Strawberries are found by some difficult to can, but we have found it otherwise. Our wife has practiced canning this excellent fruit for, at least, fifteen years, and has met with no more failures in this than in other kinds. Her usual way is, to put the fruit in a porcelain kettle, with enough sugar to sweeten it to the tastes of the family - from one-fourth to one-third of a pound of sugar to a pound of fruit, depending upon the acidity of the fruit - and cook it sufficiently to thoroughly expel the air. Having the glass cans tempered by standing in hot water, she dips the boiling fruit into them, and immediately fastens on the covers. After the cans have cooled, she goes over them and tightens any covers that may be a little loose. Her loss probably does not exceed five per cent, of the whole, and is no greater with strawberries than with other species of fruit.

Until quite recently we had always practiced canning the Wilson's Albany, exclusively. So much sugar is required to render this very sour variety palatable when cooked, that it is too rich or strong to be really first rate. Two years since, our bed of Wilsons having failed we were obliged to can such varieties as we had, mainly Green Prolines, and Jucundas, less acid berries. When we came to use them, we were much surprised to find them far more delicious than the Wilson. Hereafter if we can the Wilson at all, it will be intermixed with Triomphe, Jucundas, or some other varieties, sweeter than Wilson.

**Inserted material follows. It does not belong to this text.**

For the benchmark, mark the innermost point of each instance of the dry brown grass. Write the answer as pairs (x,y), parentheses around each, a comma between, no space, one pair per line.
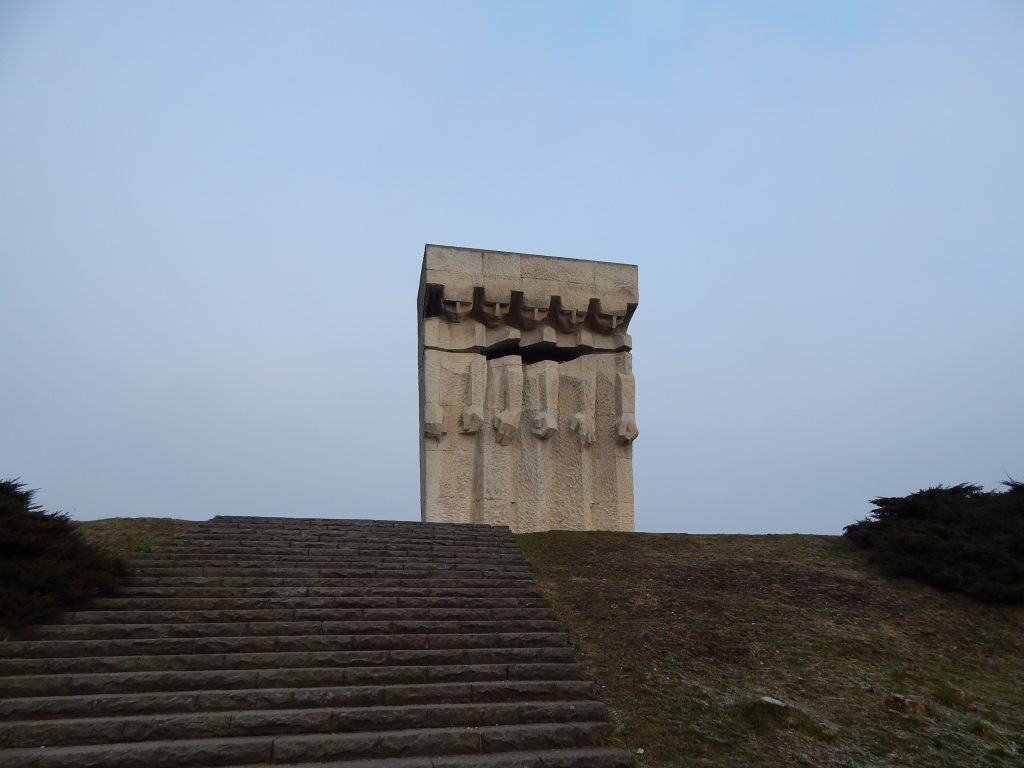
(686,633)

One word in regard to sweetening fruit before canning it. This is done not with a view to its keeping better - for the keeping depends upon the exclusion of the air or oxygen, the acidifying agent, not upon the preservative virtue of the sugar, but because it is better to have the sugar cooked into the fruit, and it would be quite inconvenient to heat up the fruit again, after taking it from the can to cook in the sugar. - Am. Rural Home.